# 4 Exponential Family

## Parametric Family

Parametric family is a set of probability measure $\mathbb P_\theta$ on $(\Omega,\mathcal F)$ with each indexed by a paramter $\theta\in \Theta\subset \mathbb R^d$. The $\Theta$ is called the parameter space while $d$ is the dimension.

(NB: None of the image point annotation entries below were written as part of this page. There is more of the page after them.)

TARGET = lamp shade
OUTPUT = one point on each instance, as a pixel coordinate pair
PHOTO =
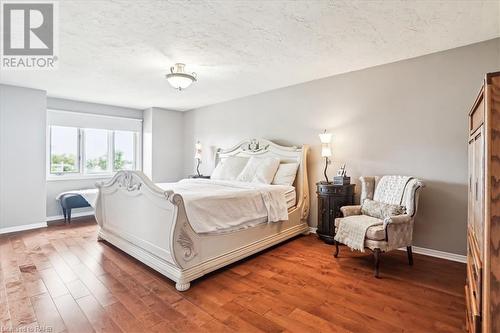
(197, 155)
(325, 137)
(326, 150)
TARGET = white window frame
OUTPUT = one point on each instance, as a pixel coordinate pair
(81, 156)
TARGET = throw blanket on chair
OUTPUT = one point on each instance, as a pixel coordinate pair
(352, 233)
(391, 189)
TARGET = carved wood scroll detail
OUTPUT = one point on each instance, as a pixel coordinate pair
(186, 243)
(254, 146)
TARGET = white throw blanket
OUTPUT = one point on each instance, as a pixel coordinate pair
(391, 189)
(220, 206)
(90, 195)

A particular probability measure in the parametric family is called a parametric model.

### Identifiability

A parametric family $\{\mathbb P_\theta: \ \theta\in\Theta\}$ is said to be identifiable if $\theta\mapsto \mathbb P_{\theta}$ is an injection, i.e. $\mathbb P_{\theta_1} = \mathbb P_{\theta_2}$ implies $\theta_1 = \theta_2$.

## Exponential Family

### Exponential Family 

A parametric family $\{\mathbb P_{\theta}:\ \theta\in\Theta\}$ dominated by a $\sigma$-finite measure $\nu$ on $(\Omega,\mathcal F)$ is called an exponential family if and only if it takes the form

$$\frac{d \mathbb P_\theta}{d\nu}(\omega) = h(\omega) \exp\left\{\eta(\theta)^TT(w) - \xi(\theta)\right\}\quad\quad  \omega\in\Omega\quad\quad\quad (\star)$$

where $T(\omega)$ is a random $p$-vector and $h(\omega)$ is a nonnegative random variable independent with $\theta$. Function $\eta(\theta):\ \Theta\rightarrow \mathbb R^p$, while $\xi(\theta)$ is a scaling factor that ensures  $\int_{\Omega} \frac{d \mathbb P_\theta}{d\nu}d\nu = 1$.


<br>

NOTE: The form in definition $(\star)$ is not unique (for instance we can multiply $h(\omega)$ by a constant while adding the logarithm of the constant to the scaling factor $\xi(\theta)$).

#### Joint Distribution

If $X_1,\dotsc,X_n$ are i.i.d. from $\mathbb P_\theta$, then the joint distribution is also an exponential family: 

$$f_\theta(x_1,\dotsc,x_n) = \prod_{k=1}^n h(x_k) \exp\left\{\eta(\theta)^T\sum_{k=1}^nT(x_k) - n\xi(\theta)\right\}.
$$

#### Canonical Form

We can change the variable, $\eta = \eta(\theta)$ so that $\eta\in \{\eta(\theta):\ \theta\in\Theta\}$. Now the exponential family has parameter $\eta$ and is equivalent to the following form

$$\frac{d \mathbb P_\eta}{d\nu}(\omega) = h(\omega) \exp\left\{\eta^TT(w) - \zeta(\eta)\right\} \quad\quad \omega\in\Omega.$$

This is called the canonical form of the exponential family. If an exponential family is already in canonical form, then it is called a natural exponential family. The $\eta$ is called the natural parameter.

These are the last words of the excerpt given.